The Romans then set about colonising the whole peninsula, both Spain and modern Portugal. This was to take 200 years to complete, and involved the Republic's two top generals, Julius Caesar and Pompey the Great, at various stages. It was a considerable undertaking, involving at its maximum seven Roman legions in the field at the same time.
The Romans bring Latin. Modern Portuguese is basically still Latin - optimised over the years for poetry and song.
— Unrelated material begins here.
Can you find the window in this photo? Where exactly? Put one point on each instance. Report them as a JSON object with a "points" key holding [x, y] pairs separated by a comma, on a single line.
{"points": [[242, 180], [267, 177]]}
Ângela Silva Rodrigo Leão "Carpe diem"
Ângela Silva sings composer Rodrigo Leão's "Carpe diem" (Seize the day) in Latin
This is a hymn to love made up of common Latin phrases. Though Latin is not widely understood now, Portuguese singers don't have much trouble with the pronunciation and phrasing.
139 BC Death of Viriatus - resistance begins to fade
Viriatus (Viriato in Portuguese) is the Portuguese equivalent of Vercingetorix in France and Boudica or Caratacus in Britain. Resistance to the Romans was most intense in the upper Douro valley, on both the Portuguese and Spanish sides of the modern border.
Local hero Viriatus, hailing from somewhere in the Douro valley, is celebrated today in both countries. After numerous victories Viriatus was finally killed by treachery (like that other famous enemy of Rome, Arminius in Germany).